NVDA isn't ignoring soft hyphens properly

Michael-Detmers commented 5 years ago

Steps to reproduce:

Save and open the following HTML:

<!DOCTYPE html>
<html lang="en">
  <head>
    <title>Hyphenation Test</title>
  </head>
  <body>
  <h1>Hooray for Hyphen&shy;ation</h1>
  <p>This text contains some Hyphen&shy;ation. Hope&shy;fully it is not in&shy;com&shy;pre&shy;hen&shy;sible. Usually NVDA can process soft hyphens in documents pretty well, but did you notice the previous word "incomprehensible"?</p>
  <p>Pay attention to the word "pronunciation", which is pronunced differently with soft hyphens in it:</p>
  <p><strong>With: </strong> "pro&shy;nun&shy;cia&shy;tion"</p>
  <p><strong>Without:</strong> "pronunciation"</p>
  <h2>Pro&shy;nun&shy;cia&shy;tion is the key to under&shy;standing the spoken word</h2>
  <p><strong>Did you know?</strong> Soft hyphens have been around since the 80s!</p>  
  <p>The next heading does not contain hyphens.</p>
  <h2>Pronunciation is the key to understanding the spoken word</h2>
  <p>It's a pitty hyphenation cannot be reliably applied via CSS.</p>
  </body>
</html>

Read the document with NVDA.
Access NVDA's Element Browser via the NVDA-key + F7.
In the Element Browser, switch to headings and let NVDA read the entries to you. (Soft hyphens are shown in the display.)

Actual behavior:

Soft hyphens are splitting words and causing odd pronunciations.

Expected behavior:

Soft hyphens are ignored.

System configuration

NVDA installed/portable/running from source:

installed

NVDA version:

2018.4.1

Windows version:

Win 7 64 bit

Name and version of other software in use when reproducing the issue:

Firefox 65.0.2

Other information about your system:

Default language is German (but that shouldn't mattern, should it?)

Other questions

Does the issue still occur after restarting your PC?

yes

Have you tried any other versions of NVDA?

no

Log

nvda.log

DrSooom commented 5 years ago

@Michael-Detmers: Thank you very much for opening this issue, because I planned exactly the same.

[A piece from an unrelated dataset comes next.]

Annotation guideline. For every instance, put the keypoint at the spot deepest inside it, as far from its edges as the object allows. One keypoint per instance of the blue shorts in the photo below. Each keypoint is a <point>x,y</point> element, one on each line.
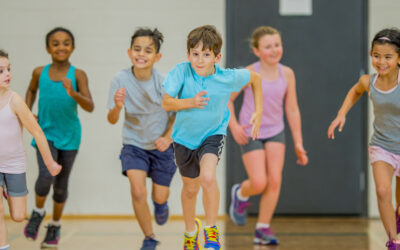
<point>159,166</point>
<point>15,184</point>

But I would suggest that the user should still have the option to enable and disable filtering the soft hyphen (U+00AD) via the Browse Mode NVDA Settings. As a web developer you should have the opportunity to check the correct position of soft hyphens in all web browsers. But normally there isn't any useful benefit for screen reader users regarding this character. And sadly based on the responsive web design this character is often more used. And reading a news article, which contains "hundreds" of them, via speech and/or braille is extremely annoying.

CC: @michaelDCurran, @jcsteh and @MarcoZehe

DrSooom commented 5 years ago

One more question: What shall we do with the new HTML5 tag <wbr>? Any thoughts?

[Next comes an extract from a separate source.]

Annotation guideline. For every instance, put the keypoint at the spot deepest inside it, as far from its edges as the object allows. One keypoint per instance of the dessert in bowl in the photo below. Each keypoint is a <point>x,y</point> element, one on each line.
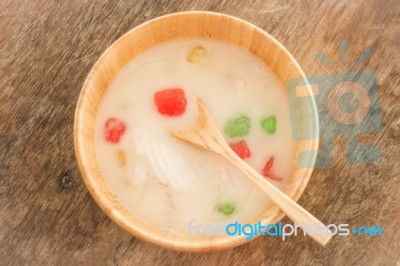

Michael-Detmers commented 5 years ago

@DrSooom One more question: What shall we do with the new HTML5 tag <wbr>? Any thoughts?

Since its purpose is to affect how a line of text is displayed, I'd vote for it to be generally ignored as well. And, as you suggest, there would have to be an option to read all punctuation and special characters verbatim for development and quality assurance purposes.

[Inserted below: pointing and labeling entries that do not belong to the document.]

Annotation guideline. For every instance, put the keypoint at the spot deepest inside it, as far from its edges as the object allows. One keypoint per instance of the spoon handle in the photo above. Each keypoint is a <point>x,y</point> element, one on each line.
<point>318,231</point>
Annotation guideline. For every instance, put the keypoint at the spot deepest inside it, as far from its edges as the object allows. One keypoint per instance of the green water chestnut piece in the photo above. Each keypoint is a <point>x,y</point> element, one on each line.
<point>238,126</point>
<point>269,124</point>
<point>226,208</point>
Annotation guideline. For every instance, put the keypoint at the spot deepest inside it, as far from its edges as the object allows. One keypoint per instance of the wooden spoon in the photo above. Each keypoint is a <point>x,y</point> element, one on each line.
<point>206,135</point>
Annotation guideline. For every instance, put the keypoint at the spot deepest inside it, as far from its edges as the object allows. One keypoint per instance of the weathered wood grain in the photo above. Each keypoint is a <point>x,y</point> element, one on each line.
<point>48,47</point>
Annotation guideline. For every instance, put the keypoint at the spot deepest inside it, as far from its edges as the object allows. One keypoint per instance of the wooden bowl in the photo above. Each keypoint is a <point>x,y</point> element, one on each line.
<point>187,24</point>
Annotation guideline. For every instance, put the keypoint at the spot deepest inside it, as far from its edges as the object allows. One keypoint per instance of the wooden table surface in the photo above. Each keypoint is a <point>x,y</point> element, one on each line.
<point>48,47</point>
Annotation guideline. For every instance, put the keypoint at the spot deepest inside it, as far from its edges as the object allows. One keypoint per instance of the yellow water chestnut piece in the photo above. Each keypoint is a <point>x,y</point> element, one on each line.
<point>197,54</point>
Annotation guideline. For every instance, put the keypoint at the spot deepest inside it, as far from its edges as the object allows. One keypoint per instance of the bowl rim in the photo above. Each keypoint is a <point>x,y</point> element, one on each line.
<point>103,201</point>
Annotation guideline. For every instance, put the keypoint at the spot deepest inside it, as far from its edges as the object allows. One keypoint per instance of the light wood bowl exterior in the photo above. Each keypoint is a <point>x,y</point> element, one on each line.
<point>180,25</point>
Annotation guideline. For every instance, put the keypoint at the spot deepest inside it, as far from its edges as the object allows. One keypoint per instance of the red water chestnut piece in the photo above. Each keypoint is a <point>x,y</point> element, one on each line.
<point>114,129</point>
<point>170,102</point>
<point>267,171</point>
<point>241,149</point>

Neurrone commented 5 years ago

A practical example where this is a huge problem is the CTAN repository for latex packages - for example, the page for the Amsmath package

Michael-Detmers commented 3 years ago

Sadly, no change. On Windows 10 (enterprise 64 bit), Firefox 79, NVDA 2020.2 still chops up words containing soft hyphens. (And neither CSS nor Browsers have provided us with a reliable, universal alternative to soft hyphens yet.)

For the most part, hyphenation is unfortunately needed to meet the WCAG reflow requirements. Without it, long words will simply either flow out of visible areas, overlap each other or - ironically - will also be visually chopped up without any sign of continuation, since the hyphens are missing.

So the current state is this: Either we make it hard to understand for our blind visitors or for our seeing ones. And because I cannot find a suitable WCAG requirement for, so to speak, "avoiding hyphenation", with a heavy heart I still must recomment sticking to the thirty year old unicode control character. I hope widespread support for these typography tools will be available soon, so all users can have a great experience.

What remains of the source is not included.